I’m always curious about what causes a person to go vegan and I always ask. As an educator and an activist, I’m interested in knowing exactly what message grabbed someone’s attention and put them on the road to veganism. My own background is in public health nutrition which means that I studied both nutrition and education. I’ve also taught Nutrition Education courses to dietetics students, and spent a lot of time looking at the literature on how we craft messages to convince people to change their behavior.

But the answers remain elusive for public health experts, and are much more so for vegan advocates—given the type of lifestyle and belief change we are seeking. We don’t have any real data on what works. So I continue with my informal surveying, asking individuals what they were reading or looking at or to whom they were talking at the moment that they began thinking about veganism.

The names that come up most often are, not surprisingly, PETA and Vegan Outreach (or an individual working on behalf of those organizations). Without a doubt, the books most commonly mentioned are Diet for a New America by John Robbins and Animal Liberation by Peter Singer—especially among those who have been vegan for 20 years or so. (Despite the fact that I have many criticisms of DFANA, I have to admit that it is the book that caused me to go vegan.) People will also often say that a friend got them to look at a video from an animal rights group, and this had a big impact on them. And very recently, I’ve been promoting the book Eating Animals by Jonathan Safran Foer to friends and colleagues and have been pretty gratified by the feedback. None of that surprises me since these groups and books have powerful messages. But other responses have been unexpected.

I’ve recently been chatting with a new online friend who is on the fast track to veganism. She started out being inspired by the Meatless Monday campaign to decrease her meat intake for health reasons. Here is what she wrote to me a couple of weeks ago:

From Meatless Mondays to veganism! …What started out as an investigation into diet for health reasons has morphed into something completely different. I feel like my sensitivity sensors have been awakened from a long sleep with regards to animals. I tried to watch Meet Your Meat last night and only made it 5 minutes in before I had to stop. I am really starting to question the way human beings not only do what we want with animals because we can, but our right to use them at all for anything.”

I’ve always been critical of promoting a reduction of animal foods for health reasons, but I’m being forced to re-evaluate my position a little bit. This is not the first time that someone has told me that they started out reducing meat for health reasons and ended up as an ethical vegan. It shouldn’t really be a surprise I guess. Clearly, people are more likely to feel ready to hear an ethical vegan message when they are comfortable with vegan food or even with eating less animal food in general.
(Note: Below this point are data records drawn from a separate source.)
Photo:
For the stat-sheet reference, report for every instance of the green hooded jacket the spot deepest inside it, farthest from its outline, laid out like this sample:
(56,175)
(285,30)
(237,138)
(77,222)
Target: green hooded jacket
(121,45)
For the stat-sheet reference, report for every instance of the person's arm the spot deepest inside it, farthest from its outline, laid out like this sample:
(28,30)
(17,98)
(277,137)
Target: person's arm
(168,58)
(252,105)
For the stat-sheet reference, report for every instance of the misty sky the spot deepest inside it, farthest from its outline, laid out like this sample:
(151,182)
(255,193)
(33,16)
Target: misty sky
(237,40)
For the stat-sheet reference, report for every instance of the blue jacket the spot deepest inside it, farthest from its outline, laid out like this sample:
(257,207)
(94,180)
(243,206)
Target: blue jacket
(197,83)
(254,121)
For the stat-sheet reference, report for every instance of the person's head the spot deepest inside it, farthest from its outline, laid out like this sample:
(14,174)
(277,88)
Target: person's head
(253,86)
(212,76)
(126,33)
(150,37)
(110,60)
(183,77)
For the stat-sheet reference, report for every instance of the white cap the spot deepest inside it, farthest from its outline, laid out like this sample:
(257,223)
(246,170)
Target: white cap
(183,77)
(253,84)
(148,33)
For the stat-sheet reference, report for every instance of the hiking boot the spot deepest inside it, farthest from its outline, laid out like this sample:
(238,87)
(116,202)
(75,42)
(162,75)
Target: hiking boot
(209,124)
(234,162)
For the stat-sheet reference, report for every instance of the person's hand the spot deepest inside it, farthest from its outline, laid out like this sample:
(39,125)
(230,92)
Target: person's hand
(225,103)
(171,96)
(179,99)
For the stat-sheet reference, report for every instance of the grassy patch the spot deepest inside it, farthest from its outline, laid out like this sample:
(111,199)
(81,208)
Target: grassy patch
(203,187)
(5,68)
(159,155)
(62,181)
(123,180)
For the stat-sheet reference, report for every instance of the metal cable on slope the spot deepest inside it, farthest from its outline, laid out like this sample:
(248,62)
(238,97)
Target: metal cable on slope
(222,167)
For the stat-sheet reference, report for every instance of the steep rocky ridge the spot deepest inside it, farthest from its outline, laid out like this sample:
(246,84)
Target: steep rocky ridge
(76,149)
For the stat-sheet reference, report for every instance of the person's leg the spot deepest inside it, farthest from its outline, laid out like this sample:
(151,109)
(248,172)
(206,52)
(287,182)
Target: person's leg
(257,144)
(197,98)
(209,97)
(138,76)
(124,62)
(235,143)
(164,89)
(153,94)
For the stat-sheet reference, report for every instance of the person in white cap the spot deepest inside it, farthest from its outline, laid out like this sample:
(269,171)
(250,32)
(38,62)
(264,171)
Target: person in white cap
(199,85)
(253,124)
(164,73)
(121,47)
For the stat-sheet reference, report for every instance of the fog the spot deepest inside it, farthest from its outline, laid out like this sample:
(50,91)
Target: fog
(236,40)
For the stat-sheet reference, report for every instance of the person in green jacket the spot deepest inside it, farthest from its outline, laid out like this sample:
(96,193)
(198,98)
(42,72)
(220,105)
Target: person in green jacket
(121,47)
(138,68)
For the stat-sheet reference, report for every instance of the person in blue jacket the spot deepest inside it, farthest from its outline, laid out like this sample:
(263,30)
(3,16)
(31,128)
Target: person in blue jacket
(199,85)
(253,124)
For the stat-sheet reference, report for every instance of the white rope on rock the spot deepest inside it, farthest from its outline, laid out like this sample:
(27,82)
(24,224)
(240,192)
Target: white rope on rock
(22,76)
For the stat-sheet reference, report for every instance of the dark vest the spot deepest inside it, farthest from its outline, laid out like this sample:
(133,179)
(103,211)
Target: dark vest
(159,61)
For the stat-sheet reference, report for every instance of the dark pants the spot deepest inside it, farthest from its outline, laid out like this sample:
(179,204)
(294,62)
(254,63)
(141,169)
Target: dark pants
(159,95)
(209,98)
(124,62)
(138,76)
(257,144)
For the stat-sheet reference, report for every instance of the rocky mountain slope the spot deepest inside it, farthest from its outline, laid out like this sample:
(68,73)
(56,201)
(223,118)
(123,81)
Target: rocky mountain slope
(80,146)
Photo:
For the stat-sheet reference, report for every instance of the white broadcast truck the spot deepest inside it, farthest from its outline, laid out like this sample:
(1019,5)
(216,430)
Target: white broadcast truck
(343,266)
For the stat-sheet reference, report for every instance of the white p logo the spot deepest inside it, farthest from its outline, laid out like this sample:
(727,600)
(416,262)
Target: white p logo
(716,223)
Anyone who is involved in public education knows that different types of messages reach different groups of people. In her excellent book Strategic Action for Animals (a must-read for all serious activists), psychologist Dr. Melanie Joy gives sound advice about crafting messages. But she also admits that the animal liberation movement doesn’t have the answers to some important questions about the use of different types of materials for different groups. She points to the important work being done in this area by the Humane Research Council and suggests that market research must be a priority for this movement.

Until we have that research, we have to be humble enough to know that we’re all stumbling around to some extent. We shouldn’t be dismissive of any (non-offensive) campaign or message or book just because we don’t like the way the message is presented. Nobody knows the one and only true way to promote veganism and animal liberation. And we are likely to end up being surprised by some of the things that work.